52 Arab, en Duma, en Esan,
I-Arabhu, iDuma, i-Eshani,
53 En Janum, en Beth-Tappuah, en Afeka,
iJanimu, iBhethi-Thaphuwa, i-Afeka,
54 En Humta, en Kirjath-Arba, die is Hebron, en Zior; negen steden en haar dorpen.
iHumtha, iKhiriyathi Aribha (okutsho iHebhroni) leZiwori, amadolobho ayisificamunwemunye lemizana yawo.
55 Maon, Karmel, en Zif, en Juta,
IMawoni, iKhameli, iZifi, iJutha,
56 En Jizreel, en Jokdeam, en Zanoah,
iJezerili, iJokideyamu, iZanowa,
57 Kain, Gibea, en Timna; tien steden en haar dorpen.
iKhayini, iGibhiya leThimina, amadolobho alitshumi lemizana yawo.
58 Halhul, Beth-Zur, en Gedor,
IHalihuli, iBhethi Zuri, iGedori,
59 En Maarath, en Beth-Anoth, en Eltekon; zes steden en haar dorpen.
iMaharathi, iBhethi-Anothi le-Elithekhoni, amadolobho ayisithupha lemizana yawo.
60 Kirjath-Baal, die is Kirjath-Jearim, en Rabba; twee steden en haar dorpen.
IKhiriyathi-Bhali (okutsho ukuthi iKhiriyathi-Jeyarimi) leRabha, amadolobho amabili lemizana yawo.
61 In de woestijn: Beth-araba, Middin en Sechacha,
Enkangala: IBhethi-Arabha, iMidini, iSekhakha,
62 En Nibsan, en de Zoutstad, en Engedi; zes steden en haar dorpen.

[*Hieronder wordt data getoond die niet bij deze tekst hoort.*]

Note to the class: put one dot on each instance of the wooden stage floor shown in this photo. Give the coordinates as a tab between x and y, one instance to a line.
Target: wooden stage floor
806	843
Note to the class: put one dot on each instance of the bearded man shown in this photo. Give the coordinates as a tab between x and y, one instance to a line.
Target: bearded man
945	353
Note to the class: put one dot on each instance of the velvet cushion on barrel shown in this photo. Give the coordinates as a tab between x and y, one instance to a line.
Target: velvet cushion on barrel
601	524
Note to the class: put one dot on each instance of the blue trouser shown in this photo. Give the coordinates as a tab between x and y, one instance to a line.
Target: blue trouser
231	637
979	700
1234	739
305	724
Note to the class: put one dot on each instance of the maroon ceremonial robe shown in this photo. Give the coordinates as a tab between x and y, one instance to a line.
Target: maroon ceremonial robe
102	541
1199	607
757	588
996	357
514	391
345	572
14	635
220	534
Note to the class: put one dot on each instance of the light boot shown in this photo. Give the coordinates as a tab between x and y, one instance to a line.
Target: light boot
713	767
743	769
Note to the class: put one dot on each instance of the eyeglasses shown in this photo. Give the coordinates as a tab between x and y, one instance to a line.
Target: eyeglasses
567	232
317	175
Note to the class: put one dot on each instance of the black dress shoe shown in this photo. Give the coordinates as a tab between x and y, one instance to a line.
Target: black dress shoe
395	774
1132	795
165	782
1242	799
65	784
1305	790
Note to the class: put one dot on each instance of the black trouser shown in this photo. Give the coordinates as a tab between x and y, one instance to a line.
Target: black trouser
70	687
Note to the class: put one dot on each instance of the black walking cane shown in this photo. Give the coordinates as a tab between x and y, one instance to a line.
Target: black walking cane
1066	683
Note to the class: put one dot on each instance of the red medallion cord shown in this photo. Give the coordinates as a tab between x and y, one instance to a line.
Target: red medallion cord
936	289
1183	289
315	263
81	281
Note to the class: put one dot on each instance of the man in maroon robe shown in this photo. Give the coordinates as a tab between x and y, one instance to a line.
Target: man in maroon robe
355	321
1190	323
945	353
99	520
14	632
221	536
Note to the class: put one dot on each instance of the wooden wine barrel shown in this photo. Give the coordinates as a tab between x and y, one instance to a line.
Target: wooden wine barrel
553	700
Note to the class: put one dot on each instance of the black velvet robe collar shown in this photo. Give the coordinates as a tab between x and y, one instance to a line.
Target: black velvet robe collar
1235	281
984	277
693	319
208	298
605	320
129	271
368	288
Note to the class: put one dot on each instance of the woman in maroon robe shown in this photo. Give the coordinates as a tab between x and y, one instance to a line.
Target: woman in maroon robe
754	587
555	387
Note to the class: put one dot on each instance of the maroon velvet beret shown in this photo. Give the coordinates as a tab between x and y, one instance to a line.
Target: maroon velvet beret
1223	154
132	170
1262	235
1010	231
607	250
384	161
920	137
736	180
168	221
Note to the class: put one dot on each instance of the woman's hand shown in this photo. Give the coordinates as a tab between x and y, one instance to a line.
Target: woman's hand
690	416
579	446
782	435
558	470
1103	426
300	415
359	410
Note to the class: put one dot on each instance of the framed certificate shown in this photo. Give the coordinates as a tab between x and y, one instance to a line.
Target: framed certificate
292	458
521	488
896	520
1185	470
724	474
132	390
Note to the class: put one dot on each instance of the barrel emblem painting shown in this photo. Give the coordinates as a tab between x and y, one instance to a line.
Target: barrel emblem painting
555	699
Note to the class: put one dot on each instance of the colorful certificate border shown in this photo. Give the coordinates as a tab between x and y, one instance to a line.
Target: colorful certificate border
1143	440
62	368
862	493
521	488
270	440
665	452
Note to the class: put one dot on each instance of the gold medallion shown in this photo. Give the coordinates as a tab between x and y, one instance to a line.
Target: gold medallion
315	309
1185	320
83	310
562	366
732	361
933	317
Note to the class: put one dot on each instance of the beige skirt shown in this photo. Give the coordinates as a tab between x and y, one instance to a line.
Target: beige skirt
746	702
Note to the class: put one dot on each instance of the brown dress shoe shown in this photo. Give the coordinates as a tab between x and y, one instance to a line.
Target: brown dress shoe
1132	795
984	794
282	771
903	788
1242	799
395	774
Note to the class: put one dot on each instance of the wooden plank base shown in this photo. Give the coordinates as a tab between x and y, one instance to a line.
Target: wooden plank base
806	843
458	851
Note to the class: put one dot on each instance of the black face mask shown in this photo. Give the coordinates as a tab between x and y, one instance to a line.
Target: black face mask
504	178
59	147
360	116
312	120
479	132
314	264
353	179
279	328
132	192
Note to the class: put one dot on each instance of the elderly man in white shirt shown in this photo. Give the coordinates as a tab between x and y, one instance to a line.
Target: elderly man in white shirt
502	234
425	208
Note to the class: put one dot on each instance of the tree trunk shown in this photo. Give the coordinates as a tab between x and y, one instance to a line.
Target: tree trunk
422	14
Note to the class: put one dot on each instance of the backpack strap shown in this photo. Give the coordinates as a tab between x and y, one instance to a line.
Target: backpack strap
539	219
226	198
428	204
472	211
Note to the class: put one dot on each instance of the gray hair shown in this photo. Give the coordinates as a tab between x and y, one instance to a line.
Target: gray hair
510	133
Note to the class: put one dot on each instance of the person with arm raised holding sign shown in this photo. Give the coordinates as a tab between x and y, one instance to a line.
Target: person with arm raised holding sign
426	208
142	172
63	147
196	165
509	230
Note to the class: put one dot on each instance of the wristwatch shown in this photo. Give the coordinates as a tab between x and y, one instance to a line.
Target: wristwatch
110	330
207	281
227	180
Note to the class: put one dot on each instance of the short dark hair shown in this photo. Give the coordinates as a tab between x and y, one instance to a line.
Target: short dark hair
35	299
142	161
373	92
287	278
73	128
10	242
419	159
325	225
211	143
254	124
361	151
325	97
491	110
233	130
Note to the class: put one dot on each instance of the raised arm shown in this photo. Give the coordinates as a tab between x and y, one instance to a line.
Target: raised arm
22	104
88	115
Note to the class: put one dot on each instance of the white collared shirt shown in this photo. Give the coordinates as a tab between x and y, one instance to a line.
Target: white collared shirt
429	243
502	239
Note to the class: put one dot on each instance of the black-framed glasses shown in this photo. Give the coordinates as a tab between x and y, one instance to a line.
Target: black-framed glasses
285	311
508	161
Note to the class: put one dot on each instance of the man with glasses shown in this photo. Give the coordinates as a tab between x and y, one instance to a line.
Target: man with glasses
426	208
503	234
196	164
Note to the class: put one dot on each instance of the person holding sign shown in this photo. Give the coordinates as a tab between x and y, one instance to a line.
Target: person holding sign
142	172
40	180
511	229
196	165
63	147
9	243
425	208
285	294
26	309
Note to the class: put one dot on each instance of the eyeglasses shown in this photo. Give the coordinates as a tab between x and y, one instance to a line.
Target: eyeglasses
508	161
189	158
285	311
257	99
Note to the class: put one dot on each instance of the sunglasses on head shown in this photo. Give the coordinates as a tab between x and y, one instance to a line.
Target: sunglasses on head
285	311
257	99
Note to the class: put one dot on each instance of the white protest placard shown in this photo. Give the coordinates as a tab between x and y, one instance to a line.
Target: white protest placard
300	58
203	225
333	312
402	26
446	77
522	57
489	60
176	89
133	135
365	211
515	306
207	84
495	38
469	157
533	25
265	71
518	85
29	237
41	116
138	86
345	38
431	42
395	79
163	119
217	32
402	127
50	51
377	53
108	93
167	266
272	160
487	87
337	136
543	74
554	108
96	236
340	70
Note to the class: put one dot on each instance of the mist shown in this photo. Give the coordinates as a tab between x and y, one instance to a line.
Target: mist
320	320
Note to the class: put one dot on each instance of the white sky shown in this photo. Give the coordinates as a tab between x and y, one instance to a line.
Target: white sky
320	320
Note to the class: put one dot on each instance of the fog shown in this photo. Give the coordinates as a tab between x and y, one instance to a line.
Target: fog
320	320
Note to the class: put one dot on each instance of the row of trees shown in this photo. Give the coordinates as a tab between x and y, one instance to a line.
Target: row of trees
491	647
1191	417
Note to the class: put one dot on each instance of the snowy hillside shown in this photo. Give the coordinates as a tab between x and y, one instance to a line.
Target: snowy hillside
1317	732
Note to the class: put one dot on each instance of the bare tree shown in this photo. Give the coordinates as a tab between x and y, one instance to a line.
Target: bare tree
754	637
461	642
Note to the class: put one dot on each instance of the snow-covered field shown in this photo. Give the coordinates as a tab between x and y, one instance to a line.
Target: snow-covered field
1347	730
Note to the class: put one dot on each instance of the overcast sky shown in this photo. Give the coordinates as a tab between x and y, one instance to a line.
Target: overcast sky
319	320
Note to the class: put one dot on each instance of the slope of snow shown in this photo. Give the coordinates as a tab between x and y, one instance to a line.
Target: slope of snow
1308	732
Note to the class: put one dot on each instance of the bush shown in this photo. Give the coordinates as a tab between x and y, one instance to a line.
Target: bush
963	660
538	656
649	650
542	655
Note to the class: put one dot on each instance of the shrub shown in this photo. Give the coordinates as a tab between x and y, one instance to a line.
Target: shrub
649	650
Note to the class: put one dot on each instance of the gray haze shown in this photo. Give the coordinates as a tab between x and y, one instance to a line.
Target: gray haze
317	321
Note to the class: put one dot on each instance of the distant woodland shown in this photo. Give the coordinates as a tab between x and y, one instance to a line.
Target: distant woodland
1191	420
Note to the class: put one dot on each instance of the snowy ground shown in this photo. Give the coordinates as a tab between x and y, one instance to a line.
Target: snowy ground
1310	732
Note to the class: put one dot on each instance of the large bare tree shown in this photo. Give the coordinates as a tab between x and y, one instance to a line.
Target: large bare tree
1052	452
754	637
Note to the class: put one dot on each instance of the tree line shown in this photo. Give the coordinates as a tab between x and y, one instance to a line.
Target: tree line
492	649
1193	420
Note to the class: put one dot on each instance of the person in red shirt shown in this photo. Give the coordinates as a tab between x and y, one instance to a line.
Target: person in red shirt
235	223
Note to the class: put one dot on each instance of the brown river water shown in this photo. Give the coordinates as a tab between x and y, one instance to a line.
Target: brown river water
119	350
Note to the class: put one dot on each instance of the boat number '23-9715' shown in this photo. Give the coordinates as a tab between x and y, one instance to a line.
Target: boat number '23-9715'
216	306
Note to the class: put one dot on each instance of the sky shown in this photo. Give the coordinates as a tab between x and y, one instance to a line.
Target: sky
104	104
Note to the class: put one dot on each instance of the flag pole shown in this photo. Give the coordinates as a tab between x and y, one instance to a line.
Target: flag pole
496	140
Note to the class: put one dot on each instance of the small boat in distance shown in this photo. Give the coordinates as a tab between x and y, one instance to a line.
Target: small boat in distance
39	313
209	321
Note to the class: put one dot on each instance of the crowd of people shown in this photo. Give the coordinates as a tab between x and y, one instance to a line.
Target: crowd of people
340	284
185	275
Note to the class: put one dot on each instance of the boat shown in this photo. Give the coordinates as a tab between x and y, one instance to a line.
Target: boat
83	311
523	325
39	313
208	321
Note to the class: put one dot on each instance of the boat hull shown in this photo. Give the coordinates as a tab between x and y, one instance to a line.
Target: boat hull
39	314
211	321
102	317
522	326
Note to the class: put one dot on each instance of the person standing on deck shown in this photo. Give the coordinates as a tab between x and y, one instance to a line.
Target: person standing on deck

iNibhishani, iDolobho letswayi le-Eni-Gedi, amadolobho ayisithupha lemizana yawo.
63 Maar de kinderen van Juda konden de Jebusieten, inwoners van Jeruzalem, niet verdrijven; alzo woonden de Jebusieten bij de kinderen van Juda te Jeruzalem, tot dezen dag toe.
UJuda wehluleka ukususa amaJebusi ayehlala eJerusalema; lanamuhla amaJebusi lokhu ehlala lapho labantu bakoJuda.